- Born: 8 September 1962 The Hague, Netherlands
- Died: 5 September 1993 (aged 30) The Hague, Netherlands
- Cause of death: Complications of AIDS
- Occupation(s): Singer, model
- Years active: 1987–1993
- Known for: Appearing in a controversial, but critically praised episode of Paul de Leeuw's De Schreeuw van de Leeuw, which led to the hit single "Mr. Blue".

= René Klijn =

Dutch singer and model

René Klijn (The Hague, 8 September 1962 – The Hague 5 September 1993) was a Dutch singer and model. He became famous in 1992 for discussing the fact that he was an HIV/AIDS patient in a controversial, but critically awarded episode of Paul de Leeuw's talk show De Schreeuw van De Leeuw.
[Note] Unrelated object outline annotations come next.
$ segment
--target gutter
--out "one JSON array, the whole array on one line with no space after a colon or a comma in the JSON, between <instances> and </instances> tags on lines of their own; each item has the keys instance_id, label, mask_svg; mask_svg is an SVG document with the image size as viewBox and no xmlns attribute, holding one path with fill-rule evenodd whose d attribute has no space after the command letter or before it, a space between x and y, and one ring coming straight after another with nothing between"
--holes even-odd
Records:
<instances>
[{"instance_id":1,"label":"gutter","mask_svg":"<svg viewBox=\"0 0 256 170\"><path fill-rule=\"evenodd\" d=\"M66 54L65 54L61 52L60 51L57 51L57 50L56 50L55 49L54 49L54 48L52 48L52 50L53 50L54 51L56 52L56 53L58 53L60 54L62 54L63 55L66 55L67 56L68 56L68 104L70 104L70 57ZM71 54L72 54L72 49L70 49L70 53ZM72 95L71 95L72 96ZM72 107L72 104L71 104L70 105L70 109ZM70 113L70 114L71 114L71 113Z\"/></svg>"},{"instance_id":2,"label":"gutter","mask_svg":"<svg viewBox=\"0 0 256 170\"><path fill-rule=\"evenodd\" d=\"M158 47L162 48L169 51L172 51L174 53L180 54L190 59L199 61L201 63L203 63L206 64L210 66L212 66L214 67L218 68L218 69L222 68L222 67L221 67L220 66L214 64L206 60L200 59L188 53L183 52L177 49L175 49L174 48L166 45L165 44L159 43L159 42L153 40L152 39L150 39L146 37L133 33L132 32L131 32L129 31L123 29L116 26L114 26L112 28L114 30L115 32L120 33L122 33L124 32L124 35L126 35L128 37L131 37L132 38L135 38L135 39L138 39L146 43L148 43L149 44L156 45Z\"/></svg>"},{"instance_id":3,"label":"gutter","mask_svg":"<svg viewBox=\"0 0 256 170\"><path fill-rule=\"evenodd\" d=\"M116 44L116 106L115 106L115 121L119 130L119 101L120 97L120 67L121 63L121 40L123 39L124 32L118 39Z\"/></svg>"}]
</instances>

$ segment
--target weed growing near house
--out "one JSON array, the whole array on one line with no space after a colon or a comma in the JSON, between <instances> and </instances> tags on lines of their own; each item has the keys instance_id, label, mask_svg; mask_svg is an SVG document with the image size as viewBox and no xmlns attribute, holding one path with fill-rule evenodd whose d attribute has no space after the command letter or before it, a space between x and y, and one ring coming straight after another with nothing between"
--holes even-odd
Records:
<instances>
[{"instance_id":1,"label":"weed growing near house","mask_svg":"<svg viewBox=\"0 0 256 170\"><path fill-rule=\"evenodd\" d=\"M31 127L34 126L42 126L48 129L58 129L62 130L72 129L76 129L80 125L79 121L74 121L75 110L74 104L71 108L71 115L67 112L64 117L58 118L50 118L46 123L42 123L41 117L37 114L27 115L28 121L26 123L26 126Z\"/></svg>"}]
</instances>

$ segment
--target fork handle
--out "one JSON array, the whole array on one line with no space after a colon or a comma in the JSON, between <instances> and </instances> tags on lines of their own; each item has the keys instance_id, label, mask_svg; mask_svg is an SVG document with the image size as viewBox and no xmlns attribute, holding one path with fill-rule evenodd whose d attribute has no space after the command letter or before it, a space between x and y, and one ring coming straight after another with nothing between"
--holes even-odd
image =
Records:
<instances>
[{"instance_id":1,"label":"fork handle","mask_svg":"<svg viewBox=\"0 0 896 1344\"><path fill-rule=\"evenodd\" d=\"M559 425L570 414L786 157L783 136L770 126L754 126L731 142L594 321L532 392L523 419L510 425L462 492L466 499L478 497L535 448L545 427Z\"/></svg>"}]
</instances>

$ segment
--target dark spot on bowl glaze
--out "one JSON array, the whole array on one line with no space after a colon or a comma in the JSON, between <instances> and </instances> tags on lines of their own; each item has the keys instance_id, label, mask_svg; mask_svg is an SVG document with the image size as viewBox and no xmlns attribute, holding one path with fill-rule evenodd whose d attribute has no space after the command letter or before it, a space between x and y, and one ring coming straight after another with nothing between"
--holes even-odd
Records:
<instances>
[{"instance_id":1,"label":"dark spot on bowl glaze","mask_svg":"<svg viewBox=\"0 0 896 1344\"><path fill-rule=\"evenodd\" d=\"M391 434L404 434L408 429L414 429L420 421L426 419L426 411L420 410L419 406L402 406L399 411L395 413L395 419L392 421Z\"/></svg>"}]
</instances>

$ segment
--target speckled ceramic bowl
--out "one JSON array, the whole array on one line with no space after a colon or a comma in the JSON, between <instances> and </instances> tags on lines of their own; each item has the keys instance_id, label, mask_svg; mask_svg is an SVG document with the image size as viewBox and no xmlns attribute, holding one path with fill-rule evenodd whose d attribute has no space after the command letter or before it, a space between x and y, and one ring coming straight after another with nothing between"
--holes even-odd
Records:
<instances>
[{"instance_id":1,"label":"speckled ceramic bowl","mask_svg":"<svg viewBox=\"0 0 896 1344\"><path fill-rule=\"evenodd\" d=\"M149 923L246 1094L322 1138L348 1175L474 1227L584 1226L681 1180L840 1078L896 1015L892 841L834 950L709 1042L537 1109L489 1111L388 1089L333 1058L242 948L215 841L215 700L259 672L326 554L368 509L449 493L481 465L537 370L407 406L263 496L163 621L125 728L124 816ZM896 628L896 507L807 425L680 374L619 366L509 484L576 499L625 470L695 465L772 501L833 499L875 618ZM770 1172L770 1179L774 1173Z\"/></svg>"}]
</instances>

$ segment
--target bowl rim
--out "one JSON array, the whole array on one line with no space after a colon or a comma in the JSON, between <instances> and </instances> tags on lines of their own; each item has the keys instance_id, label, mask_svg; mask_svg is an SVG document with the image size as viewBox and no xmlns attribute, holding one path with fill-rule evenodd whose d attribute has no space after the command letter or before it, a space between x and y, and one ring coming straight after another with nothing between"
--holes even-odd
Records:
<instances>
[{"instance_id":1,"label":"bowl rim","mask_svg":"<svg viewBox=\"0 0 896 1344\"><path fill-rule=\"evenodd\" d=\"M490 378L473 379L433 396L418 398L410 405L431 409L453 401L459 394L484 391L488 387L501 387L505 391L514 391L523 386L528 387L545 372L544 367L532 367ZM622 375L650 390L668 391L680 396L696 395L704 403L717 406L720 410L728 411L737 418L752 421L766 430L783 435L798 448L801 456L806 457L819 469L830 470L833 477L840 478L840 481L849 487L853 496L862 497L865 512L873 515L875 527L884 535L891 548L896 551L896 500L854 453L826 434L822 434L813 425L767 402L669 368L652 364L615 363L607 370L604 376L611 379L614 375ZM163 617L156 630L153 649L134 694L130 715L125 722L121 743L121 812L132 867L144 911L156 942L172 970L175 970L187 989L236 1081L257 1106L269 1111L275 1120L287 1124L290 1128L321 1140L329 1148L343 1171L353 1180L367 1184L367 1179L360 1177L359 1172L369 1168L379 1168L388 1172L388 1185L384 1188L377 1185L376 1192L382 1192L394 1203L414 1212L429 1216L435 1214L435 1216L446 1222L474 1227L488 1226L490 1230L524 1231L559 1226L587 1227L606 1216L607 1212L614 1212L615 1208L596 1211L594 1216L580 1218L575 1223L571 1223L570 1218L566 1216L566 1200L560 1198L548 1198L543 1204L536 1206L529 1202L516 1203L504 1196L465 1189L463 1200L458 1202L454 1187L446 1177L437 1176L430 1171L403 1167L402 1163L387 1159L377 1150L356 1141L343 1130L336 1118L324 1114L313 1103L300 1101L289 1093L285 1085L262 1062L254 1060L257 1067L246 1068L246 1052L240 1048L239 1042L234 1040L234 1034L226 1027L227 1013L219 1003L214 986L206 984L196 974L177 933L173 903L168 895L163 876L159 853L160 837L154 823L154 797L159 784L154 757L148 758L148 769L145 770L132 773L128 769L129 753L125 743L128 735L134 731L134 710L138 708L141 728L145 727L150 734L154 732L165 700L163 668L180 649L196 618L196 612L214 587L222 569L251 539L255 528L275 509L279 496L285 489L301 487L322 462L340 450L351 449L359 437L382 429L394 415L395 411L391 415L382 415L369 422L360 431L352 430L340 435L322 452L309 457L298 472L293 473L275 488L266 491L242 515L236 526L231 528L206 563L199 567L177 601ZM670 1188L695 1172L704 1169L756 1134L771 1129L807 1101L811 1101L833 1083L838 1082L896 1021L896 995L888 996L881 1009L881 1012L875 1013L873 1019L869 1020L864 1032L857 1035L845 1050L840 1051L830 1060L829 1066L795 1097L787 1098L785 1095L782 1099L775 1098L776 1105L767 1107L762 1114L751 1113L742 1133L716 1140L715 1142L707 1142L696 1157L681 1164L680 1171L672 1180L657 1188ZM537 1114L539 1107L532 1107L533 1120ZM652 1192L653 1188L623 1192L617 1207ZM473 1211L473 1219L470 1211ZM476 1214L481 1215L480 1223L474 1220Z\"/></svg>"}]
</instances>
In his final life year he scored a number one hit with the song "Mr. Blue".

==Biography==
He was a member of the boyband Bam-to-Bam-Bam. In the early 1990s he was diagnosed with AIDS, which he revealed to viewers in an episode of De Schreeuw van de Leeuw starring host Paul de Leeuw, broadcast on 28 November 1992. The episode was controversial because De Leeuw took the liberty to crack jokes about Klijn's illness, but at the same time it took away a lot of taboos and tension. Klijn was in charge of how the episode was supposed to look and invited friends and family members to come and speak, but also his medics. At the end of the episode they sang a duet, "Mr. Blue", a cover of the band Yazoo, which was also released as a single. It became a number one-hit in the Netherlands and the money was donated to the AIDS foundation. The episode itself won a Bronze Rose d'Or in Montreux.

He died on 5 September 1993 in The Hague from his disease. His partner Maarten took his ashes with him on a trip to the United States, where he scattered the ashes from a boat, de Leeuw was attending this moment, which was filmed on camera.